Monday, Jul. 05, 1943
The Power Issue
Canada's third political party, the socialistic Co-operative Commonwealth Federation, polled but 8% of the votes at the last general election, against 55% for Mackenzie King's Liberal party and 31% for the Conservatives. But the sands of Canadian political popularity have been shifting since the 1940 election. A recent poll, showed CCF strength up to 21%, against a dwindling 35% for the Liberals and a stationary 31% for the revamped Progressive-Conservatives. CCF demands have become important.
Last week in a convention at Montreal the CCF of militant Quebec Province adopted a resolution demanding public ownership of all power resources in Canada. The resolution singled out the controversial $106,000,000 Shipshaw development in the hinterlands of Quebec (world's largest power dam, with the possible exception of Boulder), as a "scandalous exploitation of Canadian resources," made it a leading argument for public ownership, a vital campaign issue in the next election. To steer clear of interference with the war program, CCF tempered its resolution to read "at the end of the war."
Tireless CCF Leader M. J. Coldwell has been more voluble and outspoken on this Shipshaw finance than on the question of public ownership. Already producing power and scheduled for completion in November, Shipshaw was under construction 15 months before its existence was revealed last January. The Aluminum Co. of Canada had financed it to the hilt from contracts on future aluminum deliveries signed with the U.S., Britain and Australia. Primarily, the dam was built to supply power for the war production of aluminum. U.S. Secretary of Commerce Jesse Jones advanced $68,500,000 in fund's of the Metals Reserve Co.
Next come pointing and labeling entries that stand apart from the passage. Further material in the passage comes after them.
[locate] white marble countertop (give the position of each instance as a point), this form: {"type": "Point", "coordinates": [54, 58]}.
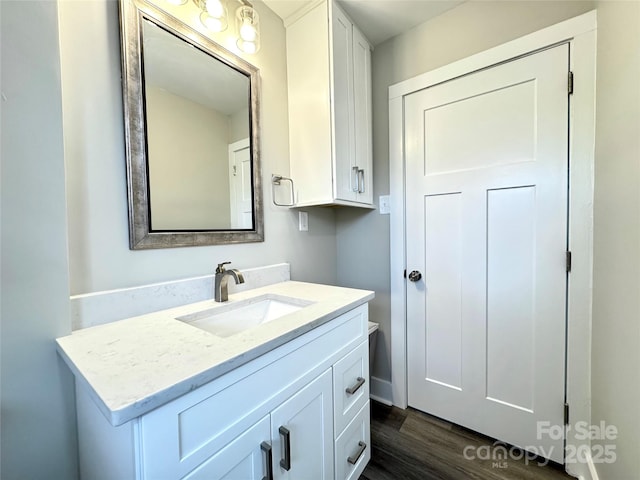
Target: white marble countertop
{"type": "Point", "coordinates": [135, 365]}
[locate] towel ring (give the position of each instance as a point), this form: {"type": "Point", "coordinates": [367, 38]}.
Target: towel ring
{"type": "Point", "coordinates": [277, 180]}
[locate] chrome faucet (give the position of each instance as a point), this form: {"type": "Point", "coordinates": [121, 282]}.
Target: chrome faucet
{"type": "Point", "coordinates": [221, 292]}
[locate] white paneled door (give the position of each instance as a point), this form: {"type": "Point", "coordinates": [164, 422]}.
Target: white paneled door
{"type": "Point", "coordinates": [486, 206]}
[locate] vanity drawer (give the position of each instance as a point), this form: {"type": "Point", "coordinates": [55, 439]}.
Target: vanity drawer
{"type": "Point", "coordinates": [350, 385]}
{"type": "Point", "coordinates": [353, 446]}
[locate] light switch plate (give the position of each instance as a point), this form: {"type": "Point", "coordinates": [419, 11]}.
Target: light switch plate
{"type": "Point", "coordinates": [384, 205]}
{"type": "Point", "coordinates": [303, 221]}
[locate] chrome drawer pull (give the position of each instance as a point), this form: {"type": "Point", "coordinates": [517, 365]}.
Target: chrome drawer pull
{"type": "Point", "coordinates": [286, 437]}
{"type": "Point", "coordinates": [266, 448]}
{"type": "Point", "coordinates": [356, 387]}
{"type": "Point", "coordinates": [361, 448]}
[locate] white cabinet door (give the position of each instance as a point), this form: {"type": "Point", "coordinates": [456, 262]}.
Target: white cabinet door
{"type": "Point", "coordinates": [345, 170]}
{"type": "Point", "coordinates": [363, 160]}
{"type": "Point", "coordinates": [308, 419]}
{"type": "Point", "coordinates": [244, 458]}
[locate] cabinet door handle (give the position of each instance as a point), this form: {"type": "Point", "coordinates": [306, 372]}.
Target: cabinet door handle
{"type": "Point", "coordinates": [286, 448]}
{"type": "Point", "coordinates": [361, 448]}
{"type": "Point", "coordinates": [355, 173]}
{"type": "Point", "coordinates": [356, 387]}
{"type": "Point", "coordinates": [266, 449]}
{"type": "Point", "coordinates": [361, 182]}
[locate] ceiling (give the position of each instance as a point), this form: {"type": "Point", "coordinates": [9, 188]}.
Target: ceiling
{"type": "Point", "coordinates": [379, 20]}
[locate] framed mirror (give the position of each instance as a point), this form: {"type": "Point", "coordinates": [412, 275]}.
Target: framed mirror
{"type": "Point", "coordinates": [191, 111]}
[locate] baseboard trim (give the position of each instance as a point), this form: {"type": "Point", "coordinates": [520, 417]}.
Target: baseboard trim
{"type": "Point", "coordinates": [380, 391]}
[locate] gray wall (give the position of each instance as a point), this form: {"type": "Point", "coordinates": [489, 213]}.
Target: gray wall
{"type": "Point", "coordinates": [99, 255]}
{"type": "Point", "coordinates": [616, 286]}
{"type": "Point", "coordinates": [476, 26]}
{"type": "Point", "coordinates": [38, 411]}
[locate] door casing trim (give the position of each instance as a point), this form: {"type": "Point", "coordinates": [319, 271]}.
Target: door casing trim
{"type": "Point", "coordinates": [580, 34]}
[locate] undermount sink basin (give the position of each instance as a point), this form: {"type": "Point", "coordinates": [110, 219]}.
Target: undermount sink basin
{"type": "Point", "coordinates": [235, 317]}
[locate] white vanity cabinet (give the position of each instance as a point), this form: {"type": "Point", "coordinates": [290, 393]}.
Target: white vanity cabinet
{"type": "Point", "coordinates": [329, 78]}
{"type": "Point", "coordinates": [300, 410]}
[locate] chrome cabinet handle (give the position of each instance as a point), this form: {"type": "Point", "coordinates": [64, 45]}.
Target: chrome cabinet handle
{"type": "Point", "coordinates": [266, 449]}
{"type": "Point", "coordinates": [361, 448]}
{"type": "Point", "coordinates": [355, 170]}
{"type": "Point", "coordinates": [286, 439]}
{"type": "Point", "coordinates": [361, 181]}
{"type": "Point", "coordinates": [415, 276]}
{"type": "Point", "coordinates": [356, 387]}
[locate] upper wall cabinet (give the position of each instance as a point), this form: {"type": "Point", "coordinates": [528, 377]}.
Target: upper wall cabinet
{"type": "Point", "coordinates": [329, 75]}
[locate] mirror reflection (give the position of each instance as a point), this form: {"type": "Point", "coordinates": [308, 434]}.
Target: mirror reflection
{"type": "Point", "coordinates": [198, 137]}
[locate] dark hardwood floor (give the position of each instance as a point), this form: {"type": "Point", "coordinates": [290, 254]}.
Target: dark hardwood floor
{"type": "Point", "coordinates": [411, 445]}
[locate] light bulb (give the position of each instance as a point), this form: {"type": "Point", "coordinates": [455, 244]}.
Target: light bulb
{"type": "Point", "coordinates": [247, 31]}
{"type": "Point", "coordinates": [215, 8]}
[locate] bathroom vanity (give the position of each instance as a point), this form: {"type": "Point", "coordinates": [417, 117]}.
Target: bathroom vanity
{"type": "Point", "coordinates": [186, 393]}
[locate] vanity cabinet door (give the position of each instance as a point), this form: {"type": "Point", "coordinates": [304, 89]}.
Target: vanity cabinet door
{"type": "Point", "coordinates": [244, 458]}
{"type": "Point", "coordinates": [303, 426]}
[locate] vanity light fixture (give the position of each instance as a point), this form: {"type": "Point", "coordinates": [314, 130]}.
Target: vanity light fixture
{"type": "Point", "coordinates": [214, 17]}
{"type": "Point", "coordinates": [214, 14]}
{"type": "Point", "coordinates": [248, 27]}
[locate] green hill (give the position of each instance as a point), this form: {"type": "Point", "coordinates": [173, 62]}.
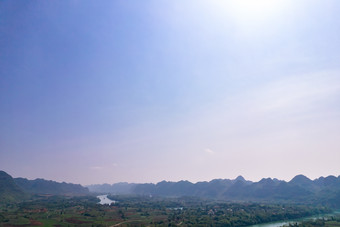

Great Britain advanced $55,600,000, Australia $10,000,000. Canada contributed an excess-profits tax write-off of $154,500,000 to the project.
Coldwell charges that the Aluminum Co. of Canada will pay for the dam from its contracts by the close of the war, will come out with "a monopoly which will dominate electric-power resources and the production of aluminum on the American continent and to a large extent throughout the world." The method of finance, he contends, makes the project a "virtual gift" to the aluminum interests, and "the greatest financial grab ever pulled off in . . . Canada." Shipshaw, insists he, must be seized by the Province of Quebec.